I don't think what you are asking is technically possible. Do you want the probability of [0.5,1] to be the same as the probability of [0.25,0.5] and the same as the probability of [0.125,0.25] and so on? That's what "logarithmic" sounds like to me. Unfortunately, that means the probability of all of those intervals must necessarily be 0.

Perhaps you could describe what your requirements are or what you intend to do with these numbers.

EDIT: Have you tried a simple power law? Take x in [0,1] and map it to something like x^3. That will probably result in something like what you have in mind. Tweak the exponent to taste. Edited May 10, 2016 by Álvaro

[JTippetts 13163]

In the book Texturing and Modeling: A Procedural Approach, one of the authors (I believe it was Perlin) provided two functions he uses to re-distribute values in the unit range:

function bias(t, b) return math.pow(t, math.log(b)/math.log(0.5)) end
function gain(t, g) if t<0.5 then return bias(1.0-g, 2.0*t)/2.0 else return 1.0-bias(1.0-g, 2.0-2.0*t)/2.0 end end

The bias function is used to push values toward one end or the other; values of b less than 0.5 push values of t nearer to 0, while a bias greater than 0.5 push the values toward 1. gain uses bias, and has the effect that if g is less than 0.5, the values are pushed toward the ends, while greater than 0.5 values are pushed toward the middle. In both these functions, 0.5 for the bias or gain factor results in the linear curve. For example:

If the linear curve looks like this:



then the same curve with bias(0.2) applies looks like this:



bias(0.8) looks like:



gain(0.2) looks like:



and gain(0.8) looks like:



In all cases, if t is in the range 0,1 then the output will also be in the range 0,1.

[lipsryme 1522]

Basically I want something similar to how a depth buffer is distributed from [0,1]. Have more precision from let's say [0, 0.5] and less from [0.5, 1.0].

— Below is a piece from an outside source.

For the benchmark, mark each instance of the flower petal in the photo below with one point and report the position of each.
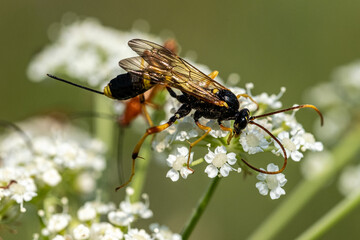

I want to have this for a slider UI element where I need to tweak a variable in the [0,1] range but need more fine grain control over the first lower range than the higher range.

Hmm you might be right I could try using a power function...

 

@JTippetts That is awesome, I'll try that out asap

Edited May 10, 2016 by lipsryme

[Krypt0n 4753]

a power function should do. The range will stay [0,1], but the curve/distribution will change.

 

however, keep in mind that you cannot really rasterize in non linear space, hence you need to do the depth conversion in pixelshader.

[lipsryme 1522]

Using a power function like the one described by JTippetts works perfectly, thank you !

For some reason I was thinking about a log function but completely forgot that the pow function is the one I was looking for.

 

@Krypt0n I was just using the depth buffer behavior as an example, the usage for this is for a more general functionality (e.g. more fine grained control over parameters in UI element sliders)

Edited May 11, 2016 by lipsryme

[__0BZEN__ 120]

That's the kind of things sometimes seen in inputs. And yeah, power functions. The rationale is simple. X in range ]0, ...], 0 pow(X) = 0, 1 pow(X) = 1, anything in between is in the range [0, 1], continuous.